Devletimizin Lozan’ın güncellenmesini arzu ettiğini ilk kez işitiyorum. Merak ediyorum: Dışişleri bu konuyu incelemiş mi? Montreux sözleşmesinden önce yaptığımız gibi “rebus sic stantibus” deyip, Türkiye’nin sınırlarıyla ilgili yeni bir konferans mı önereceğiz? Yoksa “okus pokus” mu diyeceğiz?
Şaka bir yana, şöyle bir baktım söylenenlere: Ege adaları da anılmış ama daha çok Batı Trakya’daki Müslüman Türk azınlığın durumu kastedilmiş gibi. Lozan’ın azınlıklarla ilgili kısmını şöyle bir elden geçirelim, der gibiyiz. Kasıt, antlaşmada değişiklik mi, yoksa uygulamayı güçlendirmek için bir şeyler yapmak mı? Anlayamadım, bağışlayın. Ancak uygulamayı güçlendirmek anlamına geliyorsa güncellemek, üstünde durmak gerek.
Azınlıklar söz konusu olduğuna göre şöyle bir anımsayalım. Lozan müzakerelerinin en renkli evrelerinden biri azınlıklarla ilgili olanıdır. Profesyonel açıdan bakıldığında, Türk heyetinin başarılı olduğu görülür. Türk heyeti, azınlıkların korunmasına ilişkin uluslararası standartları kabul edecekleri, ama çifte standarda veya özel muameleye hayır diyecekleri yönünde bir çizgiyi tutarlı şekilde savunmuş, amaçlarına da ulaşmıştır. Lozan’da ortaya çıkan azınlıkları koruma düzeni Eylül 1924’den itibaren Cemiyet – i Akvam’ın denetimine açık olmuştur. Gerçi şikâyet dilekçelerine dayanan zayıf bir denetim sistemdir bu, ama o dönemde az da olsa işe yaramıştır. On beş kadar ülkede, toplamı yirmi beş milyon kadar var sayılan azınlık nüfuslarına bir başvuru kapısı teşkil etmiştir. Hem Yunanistan (bu ülkenin ayrıca 1920 tarihli kendi Sevr antlaşmasından doğan yükümlülükleri vardı) , hem de Türkiye ile ilgili toplam ikiyüzü aşkın vaka ele alınmış olduğu bazı belgelerden anlaşılıyor. Bir arkadaşımla Türkiye ile ilgili sekseni aşkın şikâyete bakmıştık. Büyük bir bölümü Kürtlerden kaynaklanıyordu. Ne ilginç değil mi?

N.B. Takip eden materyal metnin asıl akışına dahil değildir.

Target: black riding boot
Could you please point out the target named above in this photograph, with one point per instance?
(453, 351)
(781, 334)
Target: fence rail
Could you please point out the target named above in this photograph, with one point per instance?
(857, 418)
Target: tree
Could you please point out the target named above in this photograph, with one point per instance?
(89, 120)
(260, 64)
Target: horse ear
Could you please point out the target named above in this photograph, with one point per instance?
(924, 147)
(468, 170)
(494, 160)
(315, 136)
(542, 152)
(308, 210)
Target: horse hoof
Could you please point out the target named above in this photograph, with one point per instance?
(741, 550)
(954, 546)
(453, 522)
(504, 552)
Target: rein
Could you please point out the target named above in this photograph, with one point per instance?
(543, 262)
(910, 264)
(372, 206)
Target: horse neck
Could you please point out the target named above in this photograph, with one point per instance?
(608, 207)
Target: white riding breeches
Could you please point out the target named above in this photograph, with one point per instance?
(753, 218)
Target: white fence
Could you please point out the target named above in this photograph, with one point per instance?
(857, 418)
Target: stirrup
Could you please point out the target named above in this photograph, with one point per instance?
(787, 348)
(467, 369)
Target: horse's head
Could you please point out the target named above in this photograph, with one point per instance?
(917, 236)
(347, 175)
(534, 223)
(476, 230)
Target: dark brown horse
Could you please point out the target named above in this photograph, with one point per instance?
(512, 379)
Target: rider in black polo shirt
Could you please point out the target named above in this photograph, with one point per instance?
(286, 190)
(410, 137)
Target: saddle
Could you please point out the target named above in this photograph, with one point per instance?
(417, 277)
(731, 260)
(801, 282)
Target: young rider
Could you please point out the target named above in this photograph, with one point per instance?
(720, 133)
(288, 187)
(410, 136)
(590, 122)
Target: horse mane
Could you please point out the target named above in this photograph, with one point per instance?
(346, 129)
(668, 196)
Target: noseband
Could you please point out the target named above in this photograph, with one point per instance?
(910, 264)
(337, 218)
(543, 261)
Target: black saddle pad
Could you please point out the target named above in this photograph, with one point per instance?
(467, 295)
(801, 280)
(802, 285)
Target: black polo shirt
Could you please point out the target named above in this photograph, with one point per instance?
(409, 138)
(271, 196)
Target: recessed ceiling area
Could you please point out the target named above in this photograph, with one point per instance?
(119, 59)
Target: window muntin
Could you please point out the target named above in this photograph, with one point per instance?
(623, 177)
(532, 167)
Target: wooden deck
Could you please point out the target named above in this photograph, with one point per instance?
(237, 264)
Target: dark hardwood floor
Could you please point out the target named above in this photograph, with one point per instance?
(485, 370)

İkinci Dünya Savaşı’ndan sonra kurulan Birleşmiş Milletler düzeninde böyle bir azınlıkları koruma sistemine yer verilmedi. (Bunun bir eksiklik olduğu ancak doksanlı yıllarda cidden farkedildi. Uluslararası denetim insan haklarının her alanında gereklidir. Yoksa devletler, “Vatandaş benim değil mi? İster döverim, ister severim.” deyip, egemenlik gösteri yapar.) Dolayısıyla Lozan’ın uygulamasının izlenmesi sadece iki uygulayıcı ülkeye kaldı. Yunanistan’ın sicilinin bozuk olduğunu bizim burada söylememize gerek yok. Bütün uluslararası azınlık hakları forumlarında, biraz da Türk diplomasinin sayesinde biliniyor. Yunanistan’ın, AB üyeliği ve Avrupa İnsan Hakları Mahkemesinin zorlamasıyla mesafe aldığı görülüyor, ama gidecek daha çok yolu var. Müftü seçiminden, eğitimden, etnik kimlik meselesinden tutun da Ege adalarında yaşayan Türk kökenlilerin azınlık haklarına kadar....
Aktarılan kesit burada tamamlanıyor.